A esa ronda se suma Stargate, el plan faraónico con Oracle y SoftBank para levantar cinco megacentros de datos por valor de 500.000 millones de dólares en territorio estadounidense. Porque las inteligencias artificiales, si se las define con honestidad, son básicamente máquinas de comerse servidores de Internet. Y quien tenga las máquinas, manda.

Los ingresos de OpenAI, mientras tanto, crecen a otro ritmo y pasaron de 4.000 millones en el primer semestre de 2025 a 25.000 millones anualizados en marzo de 2026. Multiplicar por seis en doce meses suena fantástico, hasta que uno mira los costes y descubre que se gasta el doble de lo que ingresa.
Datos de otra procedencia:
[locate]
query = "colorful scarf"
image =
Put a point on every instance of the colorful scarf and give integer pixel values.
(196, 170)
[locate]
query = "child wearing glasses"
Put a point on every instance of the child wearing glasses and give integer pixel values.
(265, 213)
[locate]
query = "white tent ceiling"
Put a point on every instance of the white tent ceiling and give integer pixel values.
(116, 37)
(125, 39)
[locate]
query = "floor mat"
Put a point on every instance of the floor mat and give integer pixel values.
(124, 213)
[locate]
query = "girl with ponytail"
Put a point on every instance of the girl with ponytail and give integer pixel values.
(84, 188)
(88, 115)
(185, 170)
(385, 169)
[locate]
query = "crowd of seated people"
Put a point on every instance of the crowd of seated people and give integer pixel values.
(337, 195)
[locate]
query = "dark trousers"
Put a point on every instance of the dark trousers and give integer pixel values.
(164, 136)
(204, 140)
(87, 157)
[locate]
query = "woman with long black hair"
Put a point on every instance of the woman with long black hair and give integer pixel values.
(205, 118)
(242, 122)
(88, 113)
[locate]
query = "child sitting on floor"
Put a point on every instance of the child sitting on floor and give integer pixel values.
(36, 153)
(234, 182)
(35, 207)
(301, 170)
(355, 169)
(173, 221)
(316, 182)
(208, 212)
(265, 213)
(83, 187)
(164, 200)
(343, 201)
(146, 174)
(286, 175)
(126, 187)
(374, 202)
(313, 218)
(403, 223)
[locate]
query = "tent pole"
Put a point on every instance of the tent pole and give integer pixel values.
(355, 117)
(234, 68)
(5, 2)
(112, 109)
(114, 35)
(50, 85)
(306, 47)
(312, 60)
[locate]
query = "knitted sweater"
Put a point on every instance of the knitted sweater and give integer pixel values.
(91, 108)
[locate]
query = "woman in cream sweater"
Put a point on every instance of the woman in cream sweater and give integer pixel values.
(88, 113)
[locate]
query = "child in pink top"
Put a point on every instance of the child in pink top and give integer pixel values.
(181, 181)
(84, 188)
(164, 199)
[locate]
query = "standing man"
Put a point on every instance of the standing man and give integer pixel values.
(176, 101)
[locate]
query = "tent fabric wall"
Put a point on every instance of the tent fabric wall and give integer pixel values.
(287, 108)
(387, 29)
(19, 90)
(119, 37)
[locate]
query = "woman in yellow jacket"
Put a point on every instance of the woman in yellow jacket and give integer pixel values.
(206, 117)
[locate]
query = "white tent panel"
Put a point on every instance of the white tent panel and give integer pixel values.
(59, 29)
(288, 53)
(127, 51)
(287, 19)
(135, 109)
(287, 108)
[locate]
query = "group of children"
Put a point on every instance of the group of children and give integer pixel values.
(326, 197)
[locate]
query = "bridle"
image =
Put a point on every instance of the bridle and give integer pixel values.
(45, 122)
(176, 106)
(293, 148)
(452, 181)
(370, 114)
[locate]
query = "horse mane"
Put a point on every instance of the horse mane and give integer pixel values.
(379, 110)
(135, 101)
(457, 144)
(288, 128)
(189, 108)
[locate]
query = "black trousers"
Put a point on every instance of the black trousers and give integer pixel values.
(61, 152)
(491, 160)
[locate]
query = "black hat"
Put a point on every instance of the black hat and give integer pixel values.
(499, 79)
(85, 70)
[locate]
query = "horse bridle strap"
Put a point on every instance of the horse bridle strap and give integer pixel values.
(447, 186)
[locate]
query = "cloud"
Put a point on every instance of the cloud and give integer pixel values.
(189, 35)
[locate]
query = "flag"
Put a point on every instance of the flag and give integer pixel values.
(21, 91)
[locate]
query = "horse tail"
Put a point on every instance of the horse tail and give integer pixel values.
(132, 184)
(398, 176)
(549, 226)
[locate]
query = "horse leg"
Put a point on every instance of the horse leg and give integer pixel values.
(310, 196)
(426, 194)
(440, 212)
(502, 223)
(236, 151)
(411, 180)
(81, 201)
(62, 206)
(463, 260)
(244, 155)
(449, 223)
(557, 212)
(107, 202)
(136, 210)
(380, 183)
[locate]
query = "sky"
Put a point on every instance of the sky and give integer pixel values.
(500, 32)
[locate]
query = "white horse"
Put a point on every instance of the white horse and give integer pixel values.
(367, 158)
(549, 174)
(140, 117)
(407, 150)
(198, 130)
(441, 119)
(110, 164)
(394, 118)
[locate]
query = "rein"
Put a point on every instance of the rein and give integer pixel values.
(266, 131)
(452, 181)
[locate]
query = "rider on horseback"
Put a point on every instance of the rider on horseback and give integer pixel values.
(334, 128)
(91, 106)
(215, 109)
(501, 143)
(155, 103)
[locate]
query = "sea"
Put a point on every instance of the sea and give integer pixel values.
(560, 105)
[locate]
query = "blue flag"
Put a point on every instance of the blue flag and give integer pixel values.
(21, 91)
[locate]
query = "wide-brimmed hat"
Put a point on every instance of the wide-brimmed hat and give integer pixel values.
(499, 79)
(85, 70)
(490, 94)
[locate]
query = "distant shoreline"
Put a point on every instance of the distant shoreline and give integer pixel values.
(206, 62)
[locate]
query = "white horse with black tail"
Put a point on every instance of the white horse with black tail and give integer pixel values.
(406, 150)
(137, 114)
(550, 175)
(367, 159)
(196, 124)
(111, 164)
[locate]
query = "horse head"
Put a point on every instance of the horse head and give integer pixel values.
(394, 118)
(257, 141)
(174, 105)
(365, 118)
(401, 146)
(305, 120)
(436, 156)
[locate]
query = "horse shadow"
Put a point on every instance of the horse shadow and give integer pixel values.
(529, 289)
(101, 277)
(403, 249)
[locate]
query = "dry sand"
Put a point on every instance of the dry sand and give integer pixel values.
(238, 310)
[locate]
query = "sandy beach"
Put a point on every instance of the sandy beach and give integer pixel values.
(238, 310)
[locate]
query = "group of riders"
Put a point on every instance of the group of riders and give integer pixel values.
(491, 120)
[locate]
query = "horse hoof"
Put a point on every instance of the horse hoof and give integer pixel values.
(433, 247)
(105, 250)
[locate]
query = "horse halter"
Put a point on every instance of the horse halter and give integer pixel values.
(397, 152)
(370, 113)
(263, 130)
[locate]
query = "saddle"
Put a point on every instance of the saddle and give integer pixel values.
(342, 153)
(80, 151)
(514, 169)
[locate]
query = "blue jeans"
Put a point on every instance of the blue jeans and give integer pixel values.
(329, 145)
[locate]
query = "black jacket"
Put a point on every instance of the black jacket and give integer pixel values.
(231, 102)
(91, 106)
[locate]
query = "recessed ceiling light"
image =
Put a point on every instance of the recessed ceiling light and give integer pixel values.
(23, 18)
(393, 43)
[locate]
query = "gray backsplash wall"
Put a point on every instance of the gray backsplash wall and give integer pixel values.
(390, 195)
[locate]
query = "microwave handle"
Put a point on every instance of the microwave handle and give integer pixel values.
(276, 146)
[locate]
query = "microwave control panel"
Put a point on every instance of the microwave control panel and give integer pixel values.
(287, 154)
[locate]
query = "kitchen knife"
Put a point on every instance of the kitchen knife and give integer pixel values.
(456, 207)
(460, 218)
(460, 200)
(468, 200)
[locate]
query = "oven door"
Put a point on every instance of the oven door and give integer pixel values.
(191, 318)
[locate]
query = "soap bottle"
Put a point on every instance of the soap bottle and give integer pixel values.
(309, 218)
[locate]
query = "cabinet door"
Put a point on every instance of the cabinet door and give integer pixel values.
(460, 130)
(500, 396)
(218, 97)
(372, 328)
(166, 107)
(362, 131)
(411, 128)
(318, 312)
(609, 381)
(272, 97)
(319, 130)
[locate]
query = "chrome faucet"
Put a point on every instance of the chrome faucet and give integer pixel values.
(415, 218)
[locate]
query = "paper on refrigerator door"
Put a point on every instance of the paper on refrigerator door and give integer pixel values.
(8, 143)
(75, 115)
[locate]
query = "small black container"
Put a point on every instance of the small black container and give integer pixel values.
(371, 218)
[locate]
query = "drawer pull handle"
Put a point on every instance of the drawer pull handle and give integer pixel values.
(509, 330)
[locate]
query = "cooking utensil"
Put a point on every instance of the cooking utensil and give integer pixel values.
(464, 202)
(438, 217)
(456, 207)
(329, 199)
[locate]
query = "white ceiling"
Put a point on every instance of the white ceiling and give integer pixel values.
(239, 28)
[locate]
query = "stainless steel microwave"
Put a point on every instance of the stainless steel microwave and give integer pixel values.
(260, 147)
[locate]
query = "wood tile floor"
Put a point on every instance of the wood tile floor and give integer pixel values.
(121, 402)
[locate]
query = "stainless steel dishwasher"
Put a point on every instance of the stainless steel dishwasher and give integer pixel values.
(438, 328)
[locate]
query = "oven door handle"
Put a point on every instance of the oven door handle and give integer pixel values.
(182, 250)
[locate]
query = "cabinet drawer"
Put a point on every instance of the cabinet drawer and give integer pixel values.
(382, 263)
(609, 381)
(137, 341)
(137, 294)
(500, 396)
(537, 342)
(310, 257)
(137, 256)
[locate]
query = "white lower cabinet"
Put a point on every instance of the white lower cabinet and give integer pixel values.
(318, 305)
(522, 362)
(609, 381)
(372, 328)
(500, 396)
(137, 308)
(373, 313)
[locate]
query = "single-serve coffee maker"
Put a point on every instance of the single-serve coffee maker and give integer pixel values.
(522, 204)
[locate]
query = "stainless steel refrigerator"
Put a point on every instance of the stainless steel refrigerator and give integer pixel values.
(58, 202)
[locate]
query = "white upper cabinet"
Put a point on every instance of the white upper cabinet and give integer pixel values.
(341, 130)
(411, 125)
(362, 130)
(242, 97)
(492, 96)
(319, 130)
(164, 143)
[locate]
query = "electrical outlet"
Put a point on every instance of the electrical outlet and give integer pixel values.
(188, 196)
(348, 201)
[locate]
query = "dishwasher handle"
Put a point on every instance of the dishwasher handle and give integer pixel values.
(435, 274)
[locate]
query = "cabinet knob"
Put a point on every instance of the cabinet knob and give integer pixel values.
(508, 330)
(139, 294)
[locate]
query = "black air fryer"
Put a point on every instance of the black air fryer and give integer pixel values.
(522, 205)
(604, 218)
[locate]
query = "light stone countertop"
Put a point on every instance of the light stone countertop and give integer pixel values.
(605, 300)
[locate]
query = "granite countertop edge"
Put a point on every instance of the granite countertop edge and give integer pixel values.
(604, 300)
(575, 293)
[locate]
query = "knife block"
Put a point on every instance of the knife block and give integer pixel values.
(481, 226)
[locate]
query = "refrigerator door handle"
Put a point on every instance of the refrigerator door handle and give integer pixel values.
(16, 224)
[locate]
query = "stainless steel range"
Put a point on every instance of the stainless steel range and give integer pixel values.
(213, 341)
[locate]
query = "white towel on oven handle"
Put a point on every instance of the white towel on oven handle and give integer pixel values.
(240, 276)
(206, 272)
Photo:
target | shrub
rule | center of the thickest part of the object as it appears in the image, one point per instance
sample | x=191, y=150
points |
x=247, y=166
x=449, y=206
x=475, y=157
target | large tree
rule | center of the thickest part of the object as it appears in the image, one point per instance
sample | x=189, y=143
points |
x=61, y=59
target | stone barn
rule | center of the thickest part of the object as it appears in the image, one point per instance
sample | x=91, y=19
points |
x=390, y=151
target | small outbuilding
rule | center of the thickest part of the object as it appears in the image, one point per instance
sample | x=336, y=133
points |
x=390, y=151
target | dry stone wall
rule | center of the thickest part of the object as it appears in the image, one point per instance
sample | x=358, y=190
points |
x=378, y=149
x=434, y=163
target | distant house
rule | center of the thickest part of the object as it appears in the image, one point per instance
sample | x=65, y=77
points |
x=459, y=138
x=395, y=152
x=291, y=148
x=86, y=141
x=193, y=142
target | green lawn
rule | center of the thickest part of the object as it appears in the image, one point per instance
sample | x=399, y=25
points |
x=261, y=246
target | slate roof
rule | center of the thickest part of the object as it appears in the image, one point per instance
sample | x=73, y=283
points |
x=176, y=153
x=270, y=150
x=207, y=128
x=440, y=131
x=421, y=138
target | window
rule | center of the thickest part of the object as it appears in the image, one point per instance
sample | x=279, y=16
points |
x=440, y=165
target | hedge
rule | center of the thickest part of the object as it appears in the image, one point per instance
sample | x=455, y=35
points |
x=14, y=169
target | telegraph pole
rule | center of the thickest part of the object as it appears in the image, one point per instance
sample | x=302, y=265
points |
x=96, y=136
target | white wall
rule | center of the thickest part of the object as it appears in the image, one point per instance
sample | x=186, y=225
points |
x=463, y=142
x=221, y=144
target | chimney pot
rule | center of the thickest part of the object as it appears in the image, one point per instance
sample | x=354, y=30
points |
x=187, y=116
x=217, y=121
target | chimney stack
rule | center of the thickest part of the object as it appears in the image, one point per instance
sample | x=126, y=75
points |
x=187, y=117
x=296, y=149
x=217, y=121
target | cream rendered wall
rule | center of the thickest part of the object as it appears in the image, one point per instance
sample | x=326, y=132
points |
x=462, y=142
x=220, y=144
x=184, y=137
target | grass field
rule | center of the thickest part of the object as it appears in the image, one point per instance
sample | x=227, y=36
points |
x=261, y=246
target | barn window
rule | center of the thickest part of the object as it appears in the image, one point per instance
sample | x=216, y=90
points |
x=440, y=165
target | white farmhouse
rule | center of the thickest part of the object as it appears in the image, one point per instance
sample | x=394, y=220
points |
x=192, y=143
OpenAI no corre sola. Tiene dos rivales que le pisan los talones, ambos americanos. Google, con su modelo Gemini, ha despertado del letargo y es el principal gasto del grupo Alphabet: 85.000 millones de dólares de capex en 2025, los previstos por sus propios estados financieros para alcanzar a GPT que sigue siendo el líder. Tiene caja, tiene chips, tiene datos y tiene paciencia. Mucha paciencia.

Y luego está el invitado inesperado: Anthropic, fundada por exempleados de OpenAI que se fueron en 2021. Su modelo, Claude, se ha convertido silenciosamente en el favorito de las grandes corporaciones. Amazon le ha metido 8.000 millones y acaba de ampliar su acuerdo para dejarle usar sus centros de datos. Google le ha puesto otros tantos. Anthropic levantó en 2025 una ronda de 30.000 millones a valoración de 380.000. Su facturación se multiplicó por nueve en un año. En entornos profesionales, ya se usa más que ChatGPT. De su modelo estrella: Claude, y de por qué negocio puede acabar siendo el más sólido de los tres, hablaremos en la próxima entrega.

La inteligencia artificial está en su fase Amazon-1999. Tres compañías —OpenAI, Google y Anthropic— van a quemar entre las tres más de medio billón de dólares en los próximos cinco años intentando convertirse en el ganador único de un mercado que aún no existe del todo. Dos de ellas perderán. Una se quedará con la mayor parte .

Que nadie se engañe: los inversores europeos no están en esta partida. No porque no quieran, sino porque no pueden. La capacidad de financiar pérdidas durante una década con la promesa de un monopolio futuro es, hoy por hoy, una ventaja competitiva que solo Estados Unidos posee. Mientras Bruselas debate si regular o no los algoritmos, en Texas se están enchufando los próximos centros de datos. La pregunta no es si OpenAI ganará dinero algún día. La pregunta es quién quedará en pie en 2030.